I do have a couple of questions:
1. She has not told her Family or any but our closest friends. I see this as good as it does not cause her to be more resilient and determined in her quest to dissolve our marriage. I also see this as bad because she is not getting the pressure or isolation that will undoubtedly come as a result of her unilateral decision. Should I keep silent and appear as if all is normal (we do not live close to family) or ask that she share the news so she can begin to get some POV from others who I know will tell her she has lost it.?
2. I have gone dark and have not had any contact in the last 4 days. How should I handle when she does contact me about a matter related to, for example, taxes or bills which do have relevance.
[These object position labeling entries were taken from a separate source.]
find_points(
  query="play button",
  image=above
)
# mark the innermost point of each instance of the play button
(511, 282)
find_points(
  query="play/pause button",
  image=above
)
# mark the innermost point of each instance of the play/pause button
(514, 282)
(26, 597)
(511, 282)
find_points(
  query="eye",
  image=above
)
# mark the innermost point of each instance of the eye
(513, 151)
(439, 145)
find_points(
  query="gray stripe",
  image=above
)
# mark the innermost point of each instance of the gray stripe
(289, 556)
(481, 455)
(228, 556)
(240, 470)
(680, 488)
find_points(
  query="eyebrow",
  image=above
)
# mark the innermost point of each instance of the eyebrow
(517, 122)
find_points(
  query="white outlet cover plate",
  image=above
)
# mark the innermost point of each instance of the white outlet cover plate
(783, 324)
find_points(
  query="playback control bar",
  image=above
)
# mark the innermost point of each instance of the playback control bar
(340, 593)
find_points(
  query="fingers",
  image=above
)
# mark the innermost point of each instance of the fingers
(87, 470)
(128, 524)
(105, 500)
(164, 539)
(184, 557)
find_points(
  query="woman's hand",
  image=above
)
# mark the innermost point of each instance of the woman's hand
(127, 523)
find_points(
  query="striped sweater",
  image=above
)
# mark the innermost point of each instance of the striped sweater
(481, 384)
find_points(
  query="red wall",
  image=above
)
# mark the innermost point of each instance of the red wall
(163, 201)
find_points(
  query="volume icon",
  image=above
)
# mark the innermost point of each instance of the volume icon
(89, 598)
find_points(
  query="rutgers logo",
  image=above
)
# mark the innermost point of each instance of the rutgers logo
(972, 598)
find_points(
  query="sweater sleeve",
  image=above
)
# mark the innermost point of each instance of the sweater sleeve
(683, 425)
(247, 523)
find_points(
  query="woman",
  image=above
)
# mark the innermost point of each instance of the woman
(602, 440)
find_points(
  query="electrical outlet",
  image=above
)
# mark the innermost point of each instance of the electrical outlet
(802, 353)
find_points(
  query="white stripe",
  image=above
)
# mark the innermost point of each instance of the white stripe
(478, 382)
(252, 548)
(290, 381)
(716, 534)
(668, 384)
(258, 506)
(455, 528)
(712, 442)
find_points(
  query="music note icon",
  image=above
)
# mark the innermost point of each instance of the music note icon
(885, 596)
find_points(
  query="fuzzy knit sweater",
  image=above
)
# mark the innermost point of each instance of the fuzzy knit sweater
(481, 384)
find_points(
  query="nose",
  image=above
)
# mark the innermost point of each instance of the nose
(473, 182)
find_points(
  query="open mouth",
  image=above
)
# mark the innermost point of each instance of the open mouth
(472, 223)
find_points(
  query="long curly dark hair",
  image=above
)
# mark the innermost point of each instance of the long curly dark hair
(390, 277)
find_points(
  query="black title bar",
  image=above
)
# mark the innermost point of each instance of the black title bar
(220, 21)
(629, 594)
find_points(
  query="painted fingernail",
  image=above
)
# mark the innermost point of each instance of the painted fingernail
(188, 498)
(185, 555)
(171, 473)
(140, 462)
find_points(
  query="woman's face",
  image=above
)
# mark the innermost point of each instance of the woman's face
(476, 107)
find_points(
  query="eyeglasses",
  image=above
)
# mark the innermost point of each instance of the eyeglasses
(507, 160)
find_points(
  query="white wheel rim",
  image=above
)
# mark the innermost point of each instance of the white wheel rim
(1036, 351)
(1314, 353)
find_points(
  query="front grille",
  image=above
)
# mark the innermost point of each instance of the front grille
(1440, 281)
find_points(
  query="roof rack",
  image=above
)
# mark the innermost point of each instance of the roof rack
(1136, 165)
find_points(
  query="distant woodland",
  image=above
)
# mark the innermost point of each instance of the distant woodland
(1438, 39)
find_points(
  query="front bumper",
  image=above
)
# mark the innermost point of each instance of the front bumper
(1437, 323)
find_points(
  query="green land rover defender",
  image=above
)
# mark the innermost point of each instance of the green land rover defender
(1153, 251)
Should I continue to remain silent or respond?
I also fear that this one friend she has been hanging out with is feeding her a line. Her friend divorced her alcoholic husband a number of years ago and is very opinionated. I know I cannot do anything about this so I wonder why I even mention it.
I have been a very good husband and partner and we were very happy. I have provided a very nice lifestyle for her and worked my tail off to give her her freedom and independence. I had hoped that the day would come soon when I could spend the quality time with her day in and day out. So tough to come to grips that this, at least for now, is disintegrated.
I will not fall into despair and I will not give up on my Marriage.
Thanks all for your support
Me: 53 W: 50 Married:30 years Bomb Dropped: 3/8/2011 Wants D, ILYBINILWY S21, D25 both out of home Now seperated Nothing filed yet I made mistake 16 yrs ago Very happy since..til 3/8
Smitty, if she contacts you, be nice, polite and civil. If it is about taxes or something like that, treat it as a business deal. That's what I do anyways...
Tad
Currently: M 56 XW 57 Sons 38,33,31,29
The Sitch: Married 26 years EA w/ OM 9/10 Bomb 10/10 (5 weeks after 25th anniversary) Sep 12/10 She wants D 1/11 W files 5/11 D final 10/11 XW marries OM 6/13
Thanks...sound advice...any thought about whether to inform Family or let it ride?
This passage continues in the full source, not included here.